Salvo fundada dúvida a respeito da autenticidade do documento, é dispensável, via de regra, reconhecimento de firma em procuração judicial. Não obstante, o artigo 105, § 1º, do Código de Processo Civil, permite, inclusive, que a procuração possa ser assinada digitalmente, na forma da lei.
Sendo assim, ressalto, in casu, que a parte Agravante juntou aos autos procuração judicial hábil, conforme verifico em documento de ID. 12343750.
Saliento que, nos termos em que infere o art. 5°, do Estatuto da OAB, a procuração para o foro em geral habilita o advogado a praticar todos os atos judiciais, em qualquer juízo ou instância, salvo os que exijam poderes especiais, podendo, inclusive, afirmando urgência, atuar sem procuração, obrigando-se a apresentá-la no prazo de quinze dias, prorrogável por igual período.
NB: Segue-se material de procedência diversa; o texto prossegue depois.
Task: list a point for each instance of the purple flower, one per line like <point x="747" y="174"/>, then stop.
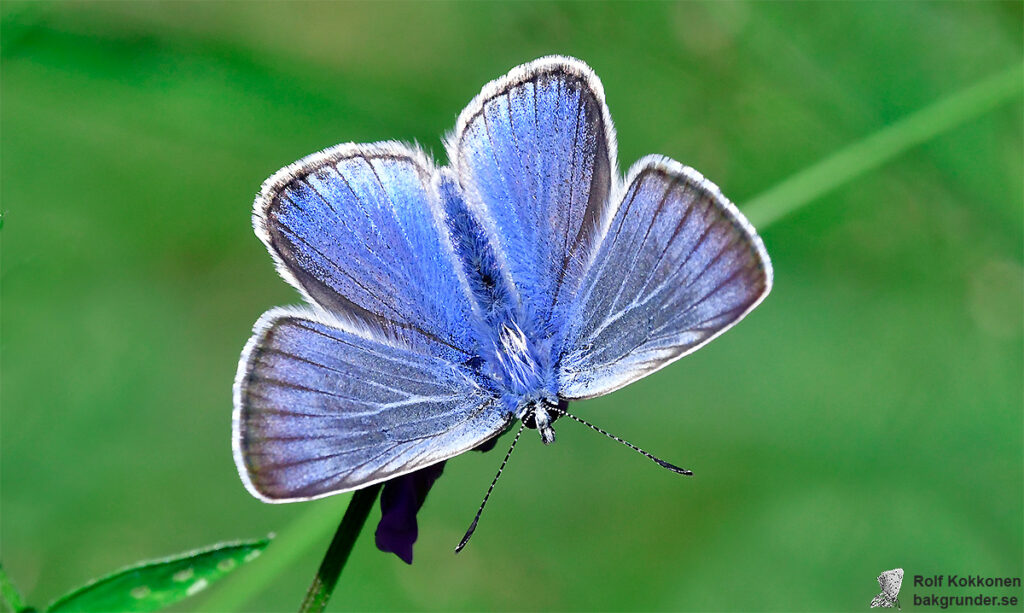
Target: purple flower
<point x="400" y="500"/>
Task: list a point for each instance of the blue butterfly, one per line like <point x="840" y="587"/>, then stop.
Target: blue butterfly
<point x="448" y="303"/>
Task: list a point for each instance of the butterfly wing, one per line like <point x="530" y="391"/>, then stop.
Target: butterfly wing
<point x="322" y="409"/>
<point x="679" y="266"/>
<point x="536" y="156"/>
<point x="381" y="382"/>
<point x="358" y="230"/>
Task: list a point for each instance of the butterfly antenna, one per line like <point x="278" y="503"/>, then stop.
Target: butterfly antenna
<point x="658" y="461"/>
<point x="472" y="527"/>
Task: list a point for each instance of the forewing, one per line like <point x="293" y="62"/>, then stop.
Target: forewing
<point x="679" y="266"/>
<point x="357" y="228"/>
<point x="320" y="409"/>
<point x="536" y="155"/>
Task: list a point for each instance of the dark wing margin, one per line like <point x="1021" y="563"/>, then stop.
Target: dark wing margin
<point x="536" y="156"/>
<point x="358" y="230"/>
<point x="679" y="266"/>
<point x="321" y="409"/>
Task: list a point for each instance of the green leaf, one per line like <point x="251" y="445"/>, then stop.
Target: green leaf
<point x="10" y="595"/>
<point x="153" y="585"/>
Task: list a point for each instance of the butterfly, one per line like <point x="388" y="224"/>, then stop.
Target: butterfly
<point x="446" y="303"/>
<point x="890" y="581"/>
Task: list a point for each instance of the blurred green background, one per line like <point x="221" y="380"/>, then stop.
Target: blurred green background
<point x="867" y="416"/>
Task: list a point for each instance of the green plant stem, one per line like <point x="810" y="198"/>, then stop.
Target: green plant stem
<point x="763" y="210"/>
<point x="337" y="554"/>
<point x="10" y="594"/>
<point x="867" y="154"/>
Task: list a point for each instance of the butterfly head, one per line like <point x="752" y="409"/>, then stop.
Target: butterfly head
<point x="541" y="414"/>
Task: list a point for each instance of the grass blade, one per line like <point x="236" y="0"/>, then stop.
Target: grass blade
<point x="869" y="152"/>
<point x="10" y="594"/>
<point x="153" y="585"/>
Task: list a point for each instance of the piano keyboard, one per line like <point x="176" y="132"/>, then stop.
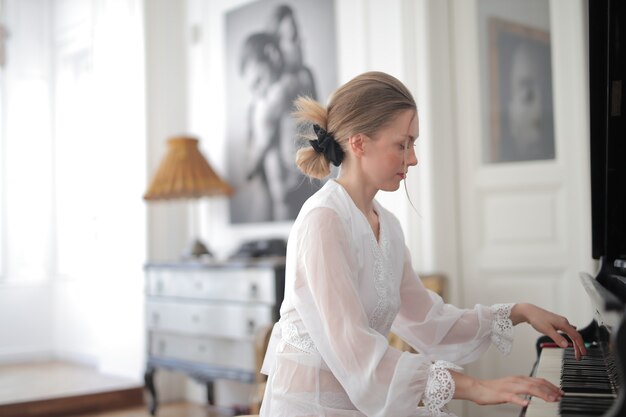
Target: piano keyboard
<point x="588" y="391"/>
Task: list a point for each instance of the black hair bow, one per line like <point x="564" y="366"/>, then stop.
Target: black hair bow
<point x="327" y="145"/>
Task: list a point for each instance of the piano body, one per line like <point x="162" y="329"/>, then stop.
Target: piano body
<point x="594" y="386"/>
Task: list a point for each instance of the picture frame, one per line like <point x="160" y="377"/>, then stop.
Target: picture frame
<point x="521" y="120"/>
<point x="267" y="41"/>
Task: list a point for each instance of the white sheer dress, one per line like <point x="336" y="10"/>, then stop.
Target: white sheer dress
<point x="344" y="292"/>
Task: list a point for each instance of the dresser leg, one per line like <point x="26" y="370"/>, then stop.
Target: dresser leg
<point x="210" y="392"/>
<point x="149" y="384"/>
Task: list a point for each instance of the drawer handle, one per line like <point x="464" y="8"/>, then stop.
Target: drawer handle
<point x="254" y="290"/>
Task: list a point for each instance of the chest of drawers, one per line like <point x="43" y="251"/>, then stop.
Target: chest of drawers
<point x="202" y="318"/>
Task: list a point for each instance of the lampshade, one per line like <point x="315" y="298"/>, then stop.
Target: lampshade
<point x="185" y="173"/>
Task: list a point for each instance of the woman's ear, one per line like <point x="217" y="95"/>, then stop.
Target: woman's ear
<point x="356" y="144"/>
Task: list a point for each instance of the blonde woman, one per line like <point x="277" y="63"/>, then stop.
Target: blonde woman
<point x="349" y="281"/>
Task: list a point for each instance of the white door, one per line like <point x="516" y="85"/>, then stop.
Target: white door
<point x="524" y="212"/>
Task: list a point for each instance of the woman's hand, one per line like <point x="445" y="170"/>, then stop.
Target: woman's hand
<point x="549" y="324"/>
<point x="511" y="389"/>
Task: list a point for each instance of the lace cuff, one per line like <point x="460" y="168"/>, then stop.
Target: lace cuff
<point x="439" y="387"/>
<point x="502" y="327"/>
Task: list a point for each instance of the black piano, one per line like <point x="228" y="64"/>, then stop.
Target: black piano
<point x="594" y="386"/>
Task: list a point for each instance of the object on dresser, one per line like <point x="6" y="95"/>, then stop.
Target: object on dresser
<point x="261" y="248"/>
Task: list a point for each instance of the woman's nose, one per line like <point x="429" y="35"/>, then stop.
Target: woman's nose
<point x="411" y="157"/>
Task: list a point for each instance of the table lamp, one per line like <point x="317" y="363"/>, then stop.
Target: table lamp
<point x="184" y="173"/>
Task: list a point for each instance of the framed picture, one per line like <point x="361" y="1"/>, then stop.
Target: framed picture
<point x="520" y="82"/>
<point x="275" y="52"/>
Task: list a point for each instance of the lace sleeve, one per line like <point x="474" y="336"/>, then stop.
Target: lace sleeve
<point x="502" y="327"/>
<point x="439" y="388"/>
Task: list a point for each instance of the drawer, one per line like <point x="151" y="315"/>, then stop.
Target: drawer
<point x="247" y="285"/>
<point x="227" y="320"/>
<point x="225" y="353"/>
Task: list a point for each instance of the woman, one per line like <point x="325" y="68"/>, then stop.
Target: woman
<point x="349" y="281"/>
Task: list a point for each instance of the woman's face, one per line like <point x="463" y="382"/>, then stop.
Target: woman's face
<point x="390" y="153"/>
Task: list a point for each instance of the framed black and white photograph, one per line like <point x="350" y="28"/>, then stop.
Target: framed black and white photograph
<point x="521" y="110"/>
<point x="275" y="52"/>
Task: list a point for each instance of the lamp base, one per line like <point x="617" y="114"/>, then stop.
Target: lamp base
<point x="197" y="250"/>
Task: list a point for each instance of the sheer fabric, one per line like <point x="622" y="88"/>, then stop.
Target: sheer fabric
<point x="344" y="291"/>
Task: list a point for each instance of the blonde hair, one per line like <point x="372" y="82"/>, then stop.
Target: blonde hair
<point x="364" y="104"/>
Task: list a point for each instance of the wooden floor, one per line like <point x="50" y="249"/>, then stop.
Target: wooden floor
<point x="64" y="389"/>
<point x="165" y="410"/>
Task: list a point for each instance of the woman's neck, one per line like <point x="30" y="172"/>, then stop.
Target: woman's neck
<point x="359" y="193"/>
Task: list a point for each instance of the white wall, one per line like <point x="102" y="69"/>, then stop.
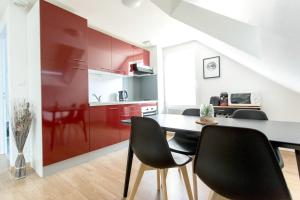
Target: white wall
<point x="105" y="85"/>
<point x="278" y="102"/>
<point x="34" y="88"/>
<point x="15" y="20"/>
<point x="2" y="129"/>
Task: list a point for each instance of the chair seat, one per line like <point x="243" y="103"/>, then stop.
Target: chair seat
<point x="181" y="159"/>
<point x="279" y="157"/>
<point x="183" y="148"/>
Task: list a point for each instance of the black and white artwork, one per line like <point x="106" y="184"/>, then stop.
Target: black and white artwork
<point x="211" y="67"/>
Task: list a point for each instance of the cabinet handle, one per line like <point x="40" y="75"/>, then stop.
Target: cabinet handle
<point x="79" y="68"/>
<point x="79" y="60"/>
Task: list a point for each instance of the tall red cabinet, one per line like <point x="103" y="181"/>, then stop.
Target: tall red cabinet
<point x="64" y="77"/>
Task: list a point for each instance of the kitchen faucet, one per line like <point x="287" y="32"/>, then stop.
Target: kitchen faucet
<point x="97" y="97"/>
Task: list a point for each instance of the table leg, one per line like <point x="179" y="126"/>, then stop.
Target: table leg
<point x="297" y="152"/>
<point x="128" y="171"/>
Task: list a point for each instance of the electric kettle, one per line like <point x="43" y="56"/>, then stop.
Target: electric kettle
<point x="123" y="95"/>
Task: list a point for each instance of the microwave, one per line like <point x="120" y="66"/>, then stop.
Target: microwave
<point x="244" y="99"/>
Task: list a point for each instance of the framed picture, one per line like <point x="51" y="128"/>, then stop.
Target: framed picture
<point x="211" y="67"/>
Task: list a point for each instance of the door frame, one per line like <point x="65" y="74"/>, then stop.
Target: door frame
<point x="4" y="109"/>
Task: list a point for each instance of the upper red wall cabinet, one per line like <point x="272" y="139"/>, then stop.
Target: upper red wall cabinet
<point x="122" y="54"/>
<point x="141" y="55"/>
<point x="99" y="50"/>
<point x="63" y="35"/>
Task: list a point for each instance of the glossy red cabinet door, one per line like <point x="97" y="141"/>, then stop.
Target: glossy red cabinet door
<point x="63" y="34"/>
<point x="104" y="130"/>
<point x="126" y="112"/>
<point x="65" y="116"/>
<point x="122" y="53"/>
<point x="99" y="50"/>
<point x="64" y="78"/>
<point x="146" y="57"/>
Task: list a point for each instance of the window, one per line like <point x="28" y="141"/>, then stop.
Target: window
<point x="179" y="75"/>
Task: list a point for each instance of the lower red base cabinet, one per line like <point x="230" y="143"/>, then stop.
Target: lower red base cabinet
<point x="104" y="129"/>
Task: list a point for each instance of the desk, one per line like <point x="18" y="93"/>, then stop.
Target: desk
<point x="281" y="134"/>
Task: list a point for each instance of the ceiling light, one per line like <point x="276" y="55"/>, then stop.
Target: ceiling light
<point x="132" y="3"/>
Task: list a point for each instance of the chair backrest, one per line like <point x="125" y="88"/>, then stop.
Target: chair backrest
<point x="149" y="143"/>
<point x="239" y="163"/>
<point x="191" y="112"/>
<point x="249" y="114"/>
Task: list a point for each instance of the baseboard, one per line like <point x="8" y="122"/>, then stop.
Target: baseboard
<point x="78" y="160"/>
<point x="12" y="169"/>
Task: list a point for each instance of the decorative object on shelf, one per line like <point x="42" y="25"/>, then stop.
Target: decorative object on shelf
<point x="206" y="115"/>
<point x="211" y="67"/>
<point x="21" y="122"/>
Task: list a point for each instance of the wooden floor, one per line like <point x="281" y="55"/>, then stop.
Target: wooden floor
<point x="103" y="179"/>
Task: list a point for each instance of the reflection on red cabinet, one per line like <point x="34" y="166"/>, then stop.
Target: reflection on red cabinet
<point x="104" y="130"/>
<point x="122" y="53"/>
<point x="63" y="34"/>
<point x="126" y="112"/>
<point x="65" y="116"/>
<point x="99" y="50"/>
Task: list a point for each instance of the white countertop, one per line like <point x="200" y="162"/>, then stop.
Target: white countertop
<point x="120" y="103"/>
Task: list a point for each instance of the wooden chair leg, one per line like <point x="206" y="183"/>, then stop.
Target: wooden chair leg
<point x="137" y="181"/>
<point x="164" y="184"/>
<point x="195" y="186"/>
<point x="187" y="182"/>
<point x="215" y="196"/>
<point x="166" y="171"/>
<point x="158" y="179"/>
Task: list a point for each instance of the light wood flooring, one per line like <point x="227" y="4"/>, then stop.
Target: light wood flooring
<point x="102" y="179"/>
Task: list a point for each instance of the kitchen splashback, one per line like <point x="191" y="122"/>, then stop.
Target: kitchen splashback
<point x="107" y="85"/>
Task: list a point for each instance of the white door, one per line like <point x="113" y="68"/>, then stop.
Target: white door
<point x="3" y="94"/>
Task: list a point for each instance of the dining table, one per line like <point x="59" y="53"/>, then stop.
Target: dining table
<point x="280" y="133"/>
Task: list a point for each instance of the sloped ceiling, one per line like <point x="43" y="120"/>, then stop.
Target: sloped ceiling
<point x="262" y="35"/>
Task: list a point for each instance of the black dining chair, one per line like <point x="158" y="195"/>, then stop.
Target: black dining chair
<point x="257" y="115"/>
<point x="149" y="144"/>
<point x="225" y="162"/>
<point x="185" y="143"/>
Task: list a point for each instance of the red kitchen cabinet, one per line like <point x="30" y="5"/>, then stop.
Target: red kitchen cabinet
<point x="63" y="35"/>
<point x="141" y="55"/>
<point x="104" y="126"/>
<point x="65" y="116"/>
<point x="122" y="53"/>
<point x="99" y="50"/>
<point x="64" y="79"/>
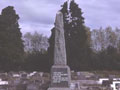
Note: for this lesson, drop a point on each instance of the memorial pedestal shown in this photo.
(60, 78)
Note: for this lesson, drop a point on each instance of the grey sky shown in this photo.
(39, 15)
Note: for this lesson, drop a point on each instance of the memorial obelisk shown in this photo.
(60, 72)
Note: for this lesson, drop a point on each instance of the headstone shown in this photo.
(60, 72)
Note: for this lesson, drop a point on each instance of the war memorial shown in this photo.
(60, 72)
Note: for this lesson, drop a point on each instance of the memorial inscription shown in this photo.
(60, 77)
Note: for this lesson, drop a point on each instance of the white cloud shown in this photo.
(42, 13)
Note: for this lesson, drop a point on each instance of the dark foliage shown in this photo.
(11, 44)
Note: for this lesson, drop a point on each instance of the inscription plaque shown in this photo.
(59, 77)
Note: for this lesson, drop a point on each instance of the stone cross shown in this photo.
(59, 50)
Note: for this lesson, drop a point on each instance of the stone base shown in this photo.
(59, 89)
(60, 77)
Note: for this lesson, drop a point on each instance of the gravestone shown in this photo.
(60, 72)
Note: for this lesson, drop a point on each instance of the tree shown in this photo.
(35, 42)
(11, 44)
(77, 46)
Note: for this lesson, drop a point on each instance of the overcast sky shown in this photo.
(39, 15)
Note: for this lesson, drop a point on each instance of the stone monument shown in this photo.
(60, 72)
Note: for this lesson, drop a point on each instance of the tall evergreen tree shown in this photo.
(77, 47)
(11, 44)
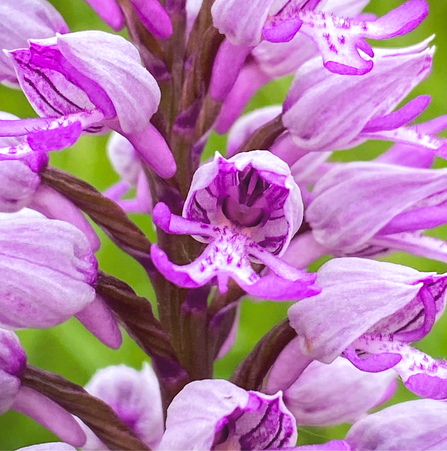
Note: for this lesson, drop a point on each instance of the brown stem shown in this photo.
(96, 414)
(264, 136)
(252, 370)
(106, 213)
(135, 313)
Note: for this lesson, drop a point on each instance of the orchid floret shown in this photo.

Veja-se, in verbis:
Art. 5º - O advogado postula, em juízo ou fora dele, fazendo prova do mandato.
§ 1º O advogado, afirmando urgência, pode atuar sem procuração, obrigando-se a apresentá-la no prazo de quinze dias, prorrogável por igual período.
§ 2º A procuração para o foro em geral habilita o advogado a praticar todos os atos judiciais, em qualquer juízo ou instância, salvo os que exijam poderes especiais.
Neste ínterim, arremata, a carta Magna em seu art. 133:
Art. 133. O advogado é indispensável à administração da justiça, sendo inviolável por seus atos e manifestações no exercício da profissão, nos limites da lei.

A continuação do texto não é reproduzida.